В те же декабрьские дни 1911 года, в какие шли генеральные репетиции «Орфея», в Москве у художественников шли генеральные репетиции «Гамлета» в постановке Гордона Крэга и Станиславского. А через день после премьеры «Орфея» (21‑го декабря) 23‑го декабря состоялось и первое представление «Гамлета». Таким образом, история русской режиссуры сразу обогатилась двумя огромной важности фактами.

Нам уже приходилось на страницах нашей книги упоминать по разным поводам имя Крэга. Об истории сближения английского режиссера с Художественным театром рассказал впоследствии Л. А. Сулержицкий. Впервые о Крэге Станиславский узнал от Айседоры Дункан, и осенью 1908 года Крэг приехал по вызову театра в Москву, где и был решен вопрос о постановке Крэгом «Гамлета». О своих московских впечатлениях Крэг тогда же писал в письме к Джону Семару:

Теперь я в России и нахожусь в оживленной столице — Москве. Меня чествуют здесь актеры первого театра — великолепнейшие люди в свете. Мало того, что они радушнейшие хозяева, они также отличнейшие актеры.

По свидетельству Сулержицкого, «Гамлет» для Крэга был мистерией, и весь смысл трагедии был в борьбе духа с материей. «Для Крэга было ненавистно все, с чем сталкивался Гамлет. Он даже с фигурами, вылепленными для макетов, обращался соответственно тому, близки эти лица, которые они изображают, Гамлету, или враждебны.

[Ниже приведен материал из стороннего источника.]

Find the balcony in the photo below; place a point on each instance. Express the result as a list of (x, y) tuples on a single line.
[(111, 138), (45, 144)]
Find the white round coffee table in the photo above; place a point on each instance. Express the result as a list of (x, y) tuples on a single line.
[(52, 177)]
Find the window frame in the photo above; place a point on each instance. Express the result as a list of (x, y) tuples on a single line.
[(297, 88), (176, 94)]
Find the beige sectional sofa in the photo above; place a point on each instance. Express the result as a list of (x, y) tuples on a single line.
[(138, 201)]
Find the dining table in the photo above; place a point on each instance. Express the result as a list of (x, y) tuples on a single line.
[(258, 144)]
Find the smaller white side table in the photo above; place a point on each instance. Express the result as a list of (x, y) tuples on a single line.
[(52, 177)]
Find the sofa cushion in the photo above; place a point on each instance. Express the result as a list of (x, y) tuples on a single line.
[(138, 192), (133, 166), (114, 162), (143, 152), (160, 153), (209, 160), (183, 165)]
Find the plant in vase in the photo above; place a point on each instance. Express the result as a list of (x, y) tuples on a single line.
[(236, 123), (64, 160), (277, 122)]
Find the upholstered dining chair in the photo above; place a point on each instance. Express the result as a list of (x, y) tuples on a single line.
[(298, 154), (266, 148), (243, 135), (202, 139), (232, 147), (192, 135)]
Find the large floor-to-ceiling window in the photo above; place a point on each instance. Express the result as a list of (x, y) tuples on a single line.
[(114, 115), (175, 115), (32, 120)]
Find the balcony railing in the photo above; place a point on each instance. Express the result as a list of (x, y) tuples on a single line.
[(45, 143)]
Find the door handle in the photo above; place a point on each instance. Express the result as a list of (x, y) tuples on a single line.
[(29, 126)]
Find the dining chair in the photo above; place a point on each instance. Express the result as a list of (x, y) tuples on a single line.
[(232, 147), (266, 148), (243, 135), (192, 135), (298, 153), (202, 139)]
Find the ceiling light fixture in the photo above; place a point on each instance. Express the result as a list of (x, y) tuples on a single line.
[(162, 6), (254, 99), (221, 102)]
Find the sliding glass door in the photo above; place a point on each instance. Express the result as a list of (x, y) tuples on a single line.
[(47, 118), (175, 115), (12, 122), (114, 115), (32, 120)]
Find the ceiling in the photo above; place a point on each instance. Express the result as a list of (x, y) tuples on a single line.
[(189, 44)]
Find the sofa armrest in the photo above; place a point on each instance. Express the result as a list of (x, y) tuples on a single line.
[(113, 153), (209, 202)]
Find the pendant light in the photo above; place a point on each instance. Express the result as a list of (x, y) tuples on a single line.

Если эти фигуры бывали фигурами Полония, Клавдия или Офелии — он передвигал их с нескрываемым отвращением… фигуру же Гамлета он брал осторожно, нежно». С актерами Крэг в Художественном театре не работал (с ними работали Станиславский и Сулержицкий). Главное внимание Крэга было обращено на общую композицию спектакля и на разрешение пространственной проблемы. Крэг был занят отыскиванием таких «декораций», которые были бы годны для каждой пьесы, будучи портативны, лаконичны, подвижны и выразительны постольку, чтобы ими можно было передать верно и ясно идею автора и настроение пьесы. И, идя от идеи создания таких декораций, — Крэг пришел к своим «ширмам». О том, как выглядели эти ширмы, дает представление следующее описание их, сделанное Валерием Брюсовым: «Эти ширмы состояли из узких параллелепипедов, обтянутых материей, частью серой, частью с золотым отливом, передвигающихся на колесиках. Эти параллелепипеды, которые в публике и в прессе неправильно называли кубиками, — сдвинутые друг с другом в разных сочетаниях, образовывали фон сценического действия и играли ту же роль, как декорации в обычных постановках». Налицо, таким образом, была замена живописи условной архитектурой. По словам Брюсова «осуществление идей Гордона Крэга в Художественном театре оставляло многого желать», а игра артистов, которые все время стремились жить на сцене, противоречила условной постановке. Но недостатки спектакля, разумеется, не умаляли принципиальной важности самой попытки Станиславского-Крэга создать новый тип условного спектакля. Таким образом, к концу 1911 года условный театр имел два пути: один шел через Крэга в сторону архитектурного «вневременного» и «внеэпохального» спектакля, другой через Мейерхольда к возрождению просцениума, как главного места для театральной игры с использованием живописного убранства сцены. Вместе с тем Мейерхольд не останавливался не только на пространственных вопросах, но и стремился найти соответственную новой сценической площадке и новую технику игры актера. В этом отношении Мейерхольду оказался очень полезным его «двойник» — Доктор Дапертутто, который и в первой половине сезона 1911 – 1912 года не переставал действовать.